RIYADH: Saudi Arabia’s central bank is monitoring banking indicators on a daily basis and is not seeing any impact on liquidity from oil giant Saudi Aramco’s initial public offering (IPO), its governor said on Sunday.
Saudi Arabian Monetary Authority (SAMA) Gov. Ahmed Al-Kholifey told Reuters on the sidelines of a conference that he had no concerns about liquidity due to the size of Aramco’s IPO.
“We are monitoring all indicators on a daily basis and if there is any squeeze on liquidity, definitely we’ll be injecting liquidity but so far ... everything is assuring,” he said.
Aramco plans to sell 1.5 percent of the company, giving it a potential market value of as much as $1.7 trillion in a deal that is the centerpiece of Crown Prince Mohammed bin Salman’s plans to diversify the oil-dependent economy.

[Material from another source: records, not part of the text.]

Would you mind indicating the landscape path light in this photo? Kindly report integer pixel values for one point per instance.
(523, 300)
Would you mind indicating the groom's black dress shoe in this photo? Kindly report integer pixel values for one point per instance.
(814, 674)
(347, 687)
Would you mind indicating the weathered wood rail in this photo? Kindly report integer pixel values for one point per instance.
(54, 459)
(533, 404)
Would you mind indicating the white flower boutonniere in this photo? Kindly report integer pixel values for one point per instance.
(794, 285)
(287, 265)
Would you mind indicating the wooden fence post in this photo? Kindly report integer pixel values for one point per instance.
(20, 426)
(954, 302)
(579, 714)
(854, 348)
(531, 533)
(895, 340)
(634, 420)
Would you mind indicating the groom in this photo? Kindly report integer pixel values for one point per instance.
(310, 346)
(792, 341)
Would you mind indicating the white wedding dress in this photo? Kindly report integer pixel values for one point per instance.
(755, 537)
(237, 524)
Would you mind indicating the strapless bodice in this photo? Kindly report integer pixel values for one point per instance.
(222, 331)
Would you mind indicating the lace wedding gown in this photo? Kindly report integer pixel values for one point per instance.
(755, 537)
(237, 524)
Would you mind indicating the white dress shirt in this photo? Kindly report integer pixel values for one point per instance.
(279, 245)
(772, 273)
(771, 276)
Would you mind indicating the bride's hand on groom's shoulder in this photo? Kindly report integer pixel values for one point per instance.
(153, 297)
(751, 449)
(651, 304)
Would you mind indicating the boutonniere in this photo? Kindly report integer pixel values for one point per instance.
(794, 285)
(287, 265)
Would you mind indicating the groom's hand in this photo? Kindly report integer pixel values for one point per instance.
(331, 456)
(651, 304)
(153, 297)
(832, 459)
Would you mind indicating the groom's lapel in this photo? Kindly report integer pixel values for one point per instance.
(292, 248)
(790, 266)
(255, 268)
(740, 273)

The IPO, which aims to raise as much as $25.6 billion in proceeds, has attracted approximately SR73 billion ($19.5 billion) in institutional and retail orders so far, Saudi Arabia’s Samba Financial Group said on Thursday.
Saudi banks are marketing loans, with some offering four times the usual limits, two financial sources told Reuters earlier this month, adding they were able to do so as they will hold the stock on behalf of clients so have it as security.
“The Saudi banking sector enjoys very high levels of liquidity compared to Basel requirements,” Al-Kholifey earlier told the conference, referring to international banking rules.
Impact on stock index
Aramco’s weighting in Saudi Arabia’s main stock index once the oil giant has listed shares is not expected to breach the maximum limit set by the Kingdom’s Tadawul exchange, a senior executive said on Sunday.
“There is a ceiling for the maximum weight any listed company on the Saudi index can reach, it will be around 15 percent. It is unlikely that Aramco’s weight will reach the maximum level,” Argaam financial website quoted Tadawul Chief Executive Khalid Al-Hussan, as saying.
Hosting possibly the biggest IPO in history will be a huge leap for Tadawul for the 12-year-old exchange that only admitted foreign investors four years ago.
Hussan, who was speaking at a meeting with businessmen at the Riyadh Chamber of Commerce, said Aramco’s listing will help the Middle East’s largest bourse become one of the world’s top 10 biggest stock exchanges in terms of market value.